This fivethirtyeight article sought to predict the result of individual games in the 2021 MLB season. They also maintain a list of all MLB teams and predictions for their chances to make the playoffs and advance to the world series. The list is updated after every game, so the data is always changing. https://projects.fivethirtyeight.com/2021-mlb-predictions/games/
I will create a subset of the data only showing games that have been completed.

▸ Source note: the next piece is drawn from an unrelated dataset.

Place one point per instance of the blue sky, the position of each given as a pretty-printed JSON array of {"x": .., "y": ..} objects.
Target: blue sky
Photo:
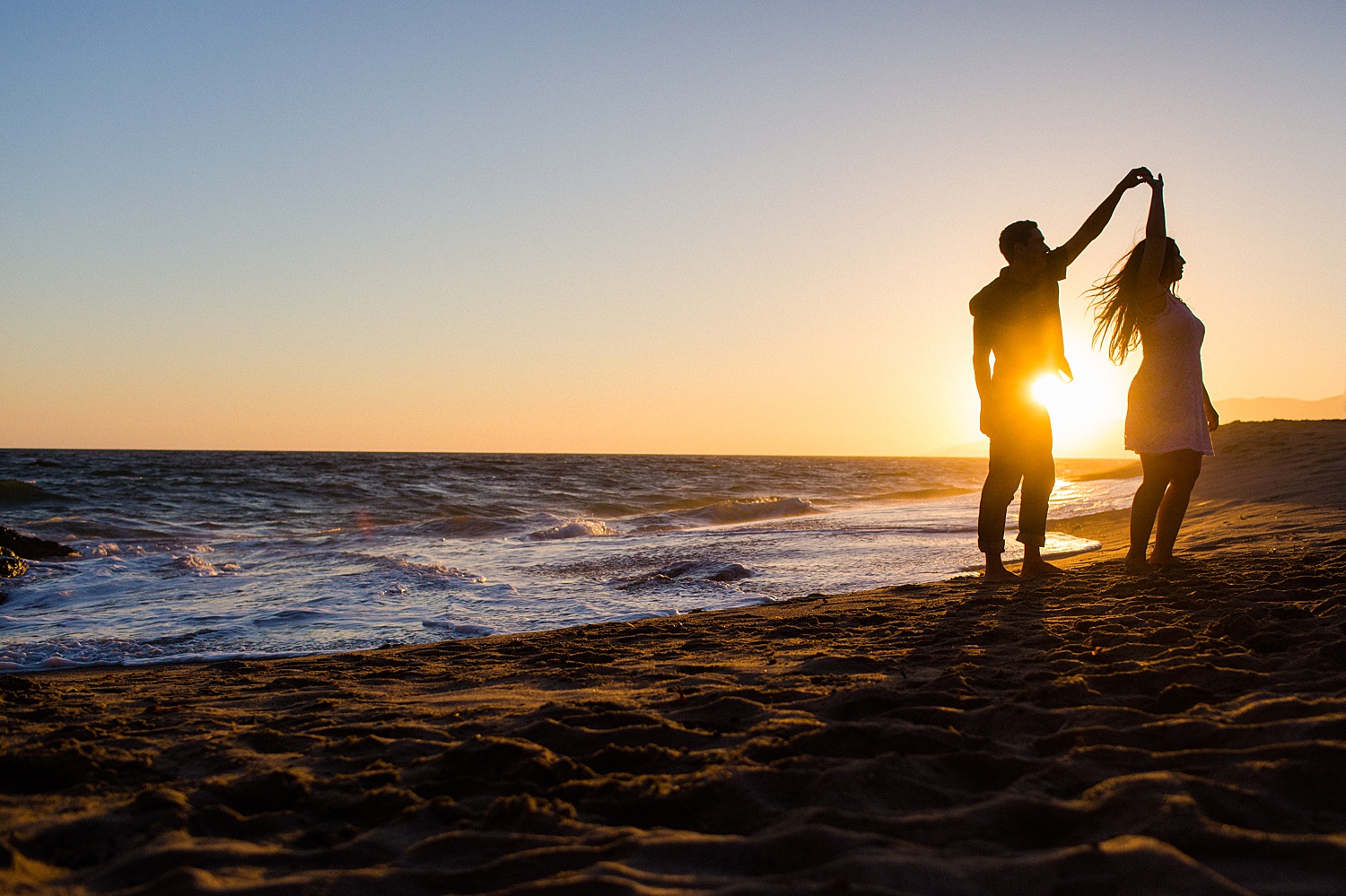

My goal is to plot team ratings over time for a select group of teams.
link <- 'https://raw.githubusercontent.com/st3vejobs/mlb2021/main/mlb_elo_latest.csv'
mlbraw <- read.csv(url(link), na.strings = "")
mlb <- na.omit(subset(mlbraw[mlbraw$rating1_post > 0, ], select = -c(playoff)))
mlb <- mlb[order(mlb$date, decreasing = FALSE), ]
colnames(mlb)[colnames(mlb) == 'rating1_post'] <- "Team_1_Final"
colnames(mlb)[colnames(mlb) == 'rating2_post'] <- "Team_2_Final"
dodgers <- subset(mlb[mlb$team1 == "LAD" | mlb$team2 == "LAD", ])
dodgerst1 <- subset(dodgers[dodgers$team1 == "LAD", ])
dodgerst2 <- subset(dodgers[dodgers$team2 == "LAD", ])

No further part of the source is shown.